Most patients are locked into established treatment methods, with perhaps an occasional opportunity to participate in a clinical research trial. I resigned myself a long time ago to the limitations of my symptoms, some of which can be addressed by those established treatments, and some of which can’t. If I had the opportunity to get rid of one or two, I’m not sure that would be a successful treatment unless it actually improved my level of functionality.
And I can say participating in a trial even if it could halt the progress of a condition isn’t necessarily something I would attempt.
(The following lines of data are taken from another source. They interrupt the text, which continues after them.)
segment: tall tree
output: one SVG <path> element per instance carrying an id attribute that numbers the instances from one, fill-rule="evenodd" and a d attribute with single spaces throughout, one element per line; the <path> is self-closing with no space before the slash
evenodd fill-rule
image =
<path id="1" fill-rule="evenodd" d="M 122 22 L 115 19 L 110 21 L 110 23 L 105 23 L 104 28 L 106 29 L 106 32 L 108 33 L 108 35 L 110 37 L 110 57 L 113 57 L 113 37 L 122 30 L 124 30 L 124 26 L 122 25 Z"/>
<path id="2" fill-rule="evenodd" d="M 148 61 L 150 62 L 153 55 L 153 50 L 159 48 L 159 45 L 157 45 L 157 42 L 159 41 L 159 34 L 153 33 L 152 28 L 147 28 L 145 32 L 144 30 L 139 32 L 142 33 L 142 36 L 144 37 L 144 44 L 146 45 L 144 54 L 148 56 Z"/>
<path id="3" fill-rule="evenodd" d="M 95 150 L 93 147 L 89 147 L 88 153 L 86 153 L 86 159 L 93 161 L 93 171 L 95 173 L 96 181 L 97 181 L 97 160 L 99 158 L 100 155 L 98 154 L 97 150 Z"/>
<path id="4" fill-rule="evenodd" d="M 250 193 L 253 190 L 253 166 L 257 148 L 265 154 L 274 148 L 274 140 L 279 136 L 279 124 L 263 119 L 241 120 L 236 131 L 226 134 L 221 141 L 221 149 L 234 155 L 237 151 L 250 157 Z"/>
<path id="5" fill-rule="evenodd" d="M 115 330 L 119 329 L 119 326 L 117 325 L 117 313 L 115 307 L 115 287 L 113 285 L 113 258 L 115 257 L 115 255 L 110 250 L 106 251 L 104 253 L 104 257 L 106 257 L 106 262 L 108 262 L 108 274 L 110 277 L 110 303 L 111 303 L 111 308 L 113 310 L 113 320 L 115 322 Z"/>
I turned down a transplant that would have done that because I would have had to take immunosuppressants on top of an already compromised immune system. The possibility of success on that score didn’t justify the risk.
Was that a failure?
I suppose good blood sugars could indicate successful treatment, but we can’t necessarily achieve that no matter how closely we follow a treatment regimen. Even if we do, the labs could tank in a few months or a few years. Is that a failure?
Now that I’m thinking about previous successes, I realize that I associate them with a sense of pride in a job well done. And sometimes warm fuzzies. I have rarely felt that way about anything associated with my health. Relief, yes. But pride? Meh. Definitely not warm fuzzies.
The one example being when I re-learned how to walk after being paralyzed. But that was concrete. Either I could walk or I couldn’t. Clearly, my therapy regimen back then was successful. Not really anything since, and that was 1985.
Maybe I need to reconsider my definition of success. Or start a Patient Accomplishments Journal. It’s possible that seeing a list would help, especially when feels like just getting dressed in the morning is an accomplishment, but I’m not sure I can convince myself that it is.
Or maybe I just need to start thinking more in terms of treatment success.